Bollywood music and dance also feature in Auckland’s public calendar. Diwali (pronounced ‘devali’), the festival of light, is a celebration of the triumph of light over darkness, good over evil, and the renewal of life. For the past 12 years, the ancient Hindu festival has been hosted in Aotea Square each spring, attracting tens of thousands of Aucklanders over two days of performances, displays and food.
Another annual festival, Holi, celebrates the profuse colours of spring also—though in the southern hemisphere it occurs in autumn, not that it deters revellers splattering each other with multi-coloured powder.

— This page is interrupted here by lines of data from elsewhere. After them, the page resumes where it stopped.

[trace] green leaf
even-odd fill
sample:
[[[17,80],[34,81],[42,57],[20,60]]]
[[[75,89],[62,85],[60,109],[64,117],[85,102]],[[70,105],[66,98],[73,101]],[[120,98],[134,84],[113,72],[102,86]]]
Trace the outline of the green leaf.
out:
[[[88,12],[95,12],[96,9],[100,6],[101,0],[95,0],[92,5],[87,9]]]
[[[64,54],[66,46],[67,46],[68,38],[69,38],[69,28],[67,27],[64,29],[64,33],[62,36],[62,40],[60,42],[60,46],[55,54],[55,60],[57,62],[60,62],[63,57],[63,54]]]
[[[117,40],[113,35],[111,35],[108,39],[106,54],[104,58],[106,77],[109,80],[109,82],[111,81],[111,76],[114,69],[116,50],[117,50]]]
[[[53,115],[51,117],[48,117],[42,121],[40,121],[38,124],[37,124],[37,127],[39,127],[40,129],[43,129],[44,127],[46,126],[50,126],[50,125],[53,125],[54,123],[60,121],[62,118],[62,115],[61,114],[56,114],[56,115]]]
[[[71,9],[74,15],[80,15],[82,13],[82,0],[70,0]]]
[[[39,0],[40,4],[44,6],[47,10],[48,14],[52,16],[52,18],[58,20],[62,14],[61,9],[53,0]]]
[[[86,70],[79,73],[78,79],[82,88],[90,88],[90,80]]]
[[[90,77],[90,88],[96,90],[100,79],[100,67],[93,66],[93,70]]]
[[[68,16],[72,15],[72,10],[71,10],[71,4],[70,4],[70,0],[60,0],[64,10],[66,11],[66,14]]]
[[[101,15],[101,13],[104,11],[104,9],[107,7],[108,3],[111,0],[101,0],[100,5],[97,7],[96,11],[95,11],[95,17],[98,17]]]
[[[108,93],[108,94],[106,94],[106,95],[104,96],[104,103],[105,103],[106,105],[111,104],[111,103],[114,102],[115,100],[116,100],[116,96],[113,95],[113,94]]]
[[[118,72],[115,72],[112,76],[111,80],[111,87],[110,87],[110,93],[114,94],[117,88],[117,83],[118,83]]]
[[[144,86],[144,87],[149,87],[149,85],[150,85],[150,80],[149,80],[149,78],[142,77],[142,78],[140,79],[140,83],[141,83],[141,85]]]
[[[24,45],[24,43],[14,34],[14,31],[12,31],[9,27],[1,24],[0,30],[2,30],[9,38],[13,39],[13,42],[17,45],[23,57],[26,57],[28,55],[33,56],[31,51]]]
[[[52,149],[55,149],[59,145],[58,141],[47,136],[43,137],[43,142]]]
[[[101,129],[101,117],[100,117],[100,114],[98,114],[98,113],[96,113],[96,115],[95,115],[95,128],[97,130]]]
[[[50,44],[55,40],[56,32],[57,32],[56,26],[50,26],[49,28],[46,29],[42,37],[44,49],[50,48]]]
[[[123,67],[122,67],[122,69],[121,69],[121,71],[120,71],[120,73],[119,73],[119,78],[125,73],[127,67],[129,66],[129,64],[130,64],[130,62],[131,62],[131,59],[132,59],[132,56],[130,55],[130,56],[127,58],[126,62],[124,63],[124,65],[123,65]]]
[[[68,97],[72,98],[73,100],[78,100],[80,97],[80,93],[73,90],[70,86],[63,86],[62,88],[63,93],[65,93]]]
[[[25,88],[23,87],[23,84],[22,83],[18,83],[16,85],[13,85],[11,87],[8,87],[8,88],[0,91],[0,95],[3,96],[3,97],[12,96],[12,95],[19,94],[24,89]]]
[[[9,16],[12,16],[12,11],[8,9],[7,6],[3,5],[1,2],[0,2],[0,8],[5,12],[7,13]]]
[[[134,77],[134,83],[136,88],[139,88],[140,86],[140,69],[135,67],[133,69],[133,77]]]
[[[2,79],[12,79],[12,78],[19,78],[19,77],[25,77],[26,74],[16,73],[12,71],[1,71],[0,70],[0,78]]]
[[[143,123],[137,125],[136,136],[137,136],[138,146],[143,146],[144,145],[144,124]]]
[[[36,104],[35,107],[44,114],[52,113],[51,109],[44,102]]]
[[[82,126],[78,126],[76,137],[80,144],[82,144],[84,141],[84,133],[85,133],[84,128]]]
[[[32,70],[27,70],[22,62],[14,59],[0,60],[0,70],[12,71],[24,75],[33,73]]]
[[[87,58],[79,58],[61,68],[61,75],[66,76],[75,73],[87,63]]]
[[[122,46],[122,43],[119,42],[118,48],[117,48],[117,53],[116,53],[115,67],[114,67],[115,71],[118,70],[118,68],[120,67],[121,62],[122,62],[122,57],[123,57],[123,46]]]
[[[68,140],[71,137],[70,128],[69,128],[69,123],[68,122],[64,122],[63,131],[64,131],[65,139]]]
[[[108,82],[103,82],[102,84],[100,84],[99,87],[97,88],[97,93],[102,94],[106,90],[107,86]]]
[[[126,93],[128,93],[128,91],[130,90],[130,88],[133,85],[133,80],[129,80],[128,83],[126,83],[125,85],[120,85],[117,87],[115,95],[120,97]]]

At the official opening outside South Auckland’s Vodafone Events Centre, more than 2000 party-goers cake one another in colour upon the lawn—pure, raw fun, without a drop of alcohol served or seen.
On stage, Indian music lifts from pitch to pitch, from traditional folk to contemporary dance. In flamboyant attire, young Punjabi men step out the high-kneed, arm-waving rhythms of the Punjabi dance Bhangra, defined by the beat of the dhol, a portable, double-headed drum.
“Whenever you play any high-pitched music, the drum can fit into it,” says Harinder Singh, a Punjab-born, 37-year-old account manager. “Bhangra has been adopted by Bollywood movies big time. It’s very, very physical.”
It’s a potent fusion: ancient Asian instruments applied to the backbeats of hip-hop, powering its dance through the 21st century in a new land with a new culture now influenced by the many colours and creeds of its recent migrants.
“In the past, the Kiwi was very much a person of the European background, because that was the majority culture,” says Navtej Randhawa. “You even had third-or fourth-generation Indians who were Kiwis, but you always kind of felt he is an Indian rather than a Kiwi. But now, I think people are starting to see that majority is not the majority anymore and a lot of the small groups have started to become very big. They’ve always been Kiwis but now people have a broader understanding of what that means. I personally think that New Zealand has a real culture coming through rather than a single monologue which discouraged a lot of people from expressing their own identities.
“My sons’ generation will grow up without hang-ups,” says Randhawa. “They have got the world at their feet. Now China has just become our biggest trading partner, and then India, with the free-trade agreement coming, everybody will have to do business with India and China. So these kids have actually got the best of both worlds. They know their world is coming; they see a bright future.”